But there are two broader points here, which few Labour politicians seem able to get, but the British public and Conservative politicians do. The first is that for most people fairness isn’t just about tackling inequality, it is about being treated fairly. People on low incomes who have been waiting on the housing list a long time tend not to see anything fair about people who have just arrived in the country jumping to the top of the waiting list, because their need is greater. My guess that this sense of fairness is actually far more deeply held by the British than the dislike of inequality – they don’t mind someone being rich, so long as they deserve it.
The second point on fairness is that most people – and certainly left wing politicians and commentators – confuse the intention of a policy with its outcome. When Labour politicians talk about fairness, they often think of a generous welfare state – but if high levels of benefits mean that work doesn’t pay for a large group of people, and instead helps create an underclass that is (to use Tony Blair’s wording) “languishing on benefits” with little hope or prospects, then it is difficult to see what is fair about it. Likewise, they may believe that old-style comprehensive schools are fairest, but it is difficult to see what is fair about “bog standard comprehensives” (another Labour phrase) pouring out pupils from low income households with poor literacy and numeracy. Labour politicians tend to focus on the intention behind a policy, while Conservatives tend to focus on the real world outcomes – which are ultimately what matters most (as anyone who has travelled the road to hell can tell you).

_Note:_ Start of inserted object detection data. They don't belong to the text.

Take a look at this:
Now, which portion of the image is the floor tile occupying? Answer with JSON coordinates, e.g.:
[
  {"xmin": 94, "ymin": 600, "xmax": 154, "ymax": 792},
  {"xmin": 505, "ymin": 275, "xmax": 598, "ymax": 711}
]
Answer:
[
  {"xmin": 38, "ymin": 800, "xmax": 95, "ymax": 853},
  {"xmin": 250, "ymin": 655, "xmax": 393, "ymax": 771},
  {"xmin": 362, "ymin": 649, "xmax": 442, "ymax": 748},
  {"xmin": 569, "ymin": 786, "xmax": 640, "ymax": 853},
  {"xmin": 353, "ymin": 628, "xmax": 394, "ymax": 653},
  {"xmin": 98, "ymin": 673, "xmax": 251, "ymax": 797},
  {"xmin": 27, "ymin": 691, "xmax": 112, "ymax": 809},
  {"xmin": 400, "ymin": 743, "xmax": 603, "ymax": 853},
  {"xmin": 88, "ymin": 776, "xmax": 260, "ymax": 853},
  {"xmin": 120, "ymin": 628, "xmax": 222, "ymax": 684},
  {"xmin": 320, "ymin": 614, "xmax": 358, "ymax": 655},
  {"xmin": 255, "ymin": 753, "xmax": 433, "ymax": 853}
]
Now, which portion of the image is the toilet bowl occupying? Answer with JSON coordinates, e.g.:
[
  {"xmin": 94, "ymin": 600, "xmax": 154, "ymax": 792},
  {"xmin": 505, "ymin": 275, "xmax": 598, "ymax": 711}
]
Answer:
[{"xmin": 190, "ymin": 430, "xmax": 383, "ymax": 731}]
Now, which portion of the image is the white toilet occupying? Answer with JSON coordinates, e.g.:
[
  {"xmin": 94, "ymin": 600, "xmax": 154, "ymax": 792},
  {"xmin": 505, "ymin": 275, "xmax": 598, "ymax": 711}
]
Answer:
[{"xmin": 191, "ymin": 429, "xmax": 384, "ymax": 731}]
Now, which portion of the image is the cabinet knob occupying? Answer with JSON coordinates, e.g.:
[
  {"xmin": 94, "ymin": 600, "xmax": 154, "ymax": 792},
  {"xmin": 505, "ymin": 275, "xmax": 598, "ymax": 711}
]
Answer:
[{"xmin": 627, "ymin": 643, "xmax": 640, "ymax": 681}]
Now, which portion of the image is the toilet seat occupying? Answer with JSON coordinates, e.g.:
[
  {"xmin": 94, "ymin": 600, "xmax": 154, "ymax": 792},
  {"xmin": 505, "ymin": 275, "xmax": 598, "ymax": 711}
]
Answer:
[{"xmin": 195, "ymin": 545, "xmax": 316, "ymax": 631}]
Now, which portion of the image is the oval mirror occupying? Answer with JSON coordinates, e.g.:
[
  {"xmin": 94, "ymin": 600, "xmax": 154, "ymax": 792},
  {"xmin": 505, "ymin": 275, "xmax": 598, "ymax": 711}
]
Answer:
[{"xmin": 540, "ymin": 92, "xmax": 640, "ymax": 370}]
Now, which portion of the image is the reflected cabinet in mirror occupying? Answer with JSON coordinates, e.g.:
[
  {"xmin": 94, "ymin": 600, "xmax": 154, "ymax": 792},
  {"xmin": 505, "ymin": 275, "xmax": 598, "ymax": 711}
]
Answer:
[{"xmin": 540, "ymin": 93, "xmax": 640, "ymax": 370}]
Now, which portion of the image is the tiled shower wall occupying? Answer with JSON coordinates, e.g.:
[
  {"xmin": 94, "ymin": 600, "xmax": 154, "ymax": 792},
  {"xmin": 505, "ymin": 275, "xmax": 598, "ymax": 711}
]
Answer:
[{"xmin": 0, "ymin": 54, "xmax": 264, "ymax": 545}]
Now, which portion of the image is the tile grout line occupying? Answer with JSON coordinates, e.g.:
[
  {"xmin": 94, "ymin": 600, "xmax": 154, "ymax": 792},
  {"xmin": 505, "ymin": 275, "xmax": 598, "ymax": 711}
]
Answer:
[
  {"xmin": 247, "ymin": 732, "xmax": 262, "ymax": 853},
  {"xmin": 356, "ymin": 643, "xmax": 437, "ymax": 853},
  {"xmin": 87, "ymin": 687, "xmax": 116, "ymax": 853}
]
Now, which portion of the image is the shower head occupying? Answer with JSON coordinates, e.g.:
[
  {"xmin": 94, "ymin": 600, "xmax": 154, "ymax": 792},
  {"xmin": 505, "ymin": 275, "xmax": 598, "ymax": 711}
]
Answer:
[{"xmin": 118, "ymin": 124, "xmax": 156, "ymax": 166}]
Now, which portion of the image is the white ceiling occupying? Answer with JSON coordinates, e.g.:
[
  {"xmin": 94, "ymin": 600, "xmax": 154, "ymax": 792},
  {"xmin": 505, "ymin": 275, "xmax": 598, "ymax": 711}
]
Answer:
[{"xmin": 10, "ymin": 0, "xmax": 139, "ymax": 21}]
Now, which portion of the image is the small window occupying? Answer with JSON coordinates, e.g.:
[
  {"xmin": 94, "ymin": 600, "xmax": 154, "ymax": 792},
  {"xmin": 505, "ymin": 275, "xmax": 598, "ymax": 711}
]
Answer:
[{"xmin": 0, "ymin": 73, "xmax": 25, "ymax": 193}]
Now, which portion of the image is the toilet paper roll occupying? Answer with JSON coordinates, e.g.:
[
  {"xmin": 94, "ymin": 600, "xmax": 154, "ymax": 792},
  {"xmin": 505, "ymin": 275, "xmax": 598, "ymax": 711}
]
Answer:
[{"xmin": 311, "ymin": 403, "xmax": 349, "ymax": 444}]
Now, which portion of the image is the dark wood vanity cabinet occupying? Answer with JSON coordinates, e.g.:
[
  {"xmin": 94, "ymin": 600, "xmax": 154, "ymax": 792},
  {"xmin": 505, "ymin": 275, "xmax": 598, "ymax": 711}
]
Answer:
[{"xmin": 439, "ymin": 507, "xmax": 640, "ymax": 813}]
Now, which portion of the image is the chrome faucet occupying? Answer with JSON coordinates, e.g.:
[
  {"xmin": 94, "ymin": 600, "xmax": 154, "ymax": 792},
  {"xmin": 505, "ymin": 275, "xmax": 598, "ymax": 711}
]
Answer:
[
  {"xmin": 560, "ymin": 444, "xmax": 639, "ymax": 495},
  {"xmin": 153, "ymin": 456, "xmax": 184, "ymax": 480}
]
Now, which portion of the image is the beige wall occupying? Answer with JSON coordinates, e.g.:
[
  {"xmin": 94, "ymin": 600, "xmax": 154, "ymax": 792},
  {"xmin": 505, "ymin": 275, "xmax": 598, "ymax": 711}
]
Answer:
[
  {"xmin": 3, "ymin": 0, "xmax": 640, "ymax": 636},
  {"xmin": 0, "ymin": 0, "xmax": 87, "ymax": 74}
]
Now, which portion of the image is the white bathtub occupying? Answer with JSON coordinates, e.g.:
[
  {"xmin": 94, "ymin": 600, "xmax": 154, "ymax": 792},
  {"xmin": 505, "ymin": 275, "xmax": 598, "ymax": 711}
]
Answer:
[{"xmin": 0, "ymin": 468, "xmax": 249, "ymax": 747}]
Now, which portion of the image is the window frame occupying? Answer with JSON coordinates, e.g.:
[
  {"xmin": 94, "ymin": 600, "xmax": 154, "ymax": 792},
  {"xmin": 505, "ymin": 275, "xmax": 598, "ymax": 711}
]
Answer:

Like many Conservative supporters, I believe fairness is very important, but it is the sort of fairness the British people believe in, and what matters to me (and indeed to those affected) is not rhetoric about fairness but policies that actually in the real world help people who are not able to help themselves. As Iain Duncan Smith's work on social justice has highlighted, the evidence of the past decades is that Labour policies do little to help tackle unfairness, but a lot to exacerbate it. Tony Blair and his new Labour followers understood much of this, but it is clearly lost on Ed Miliband.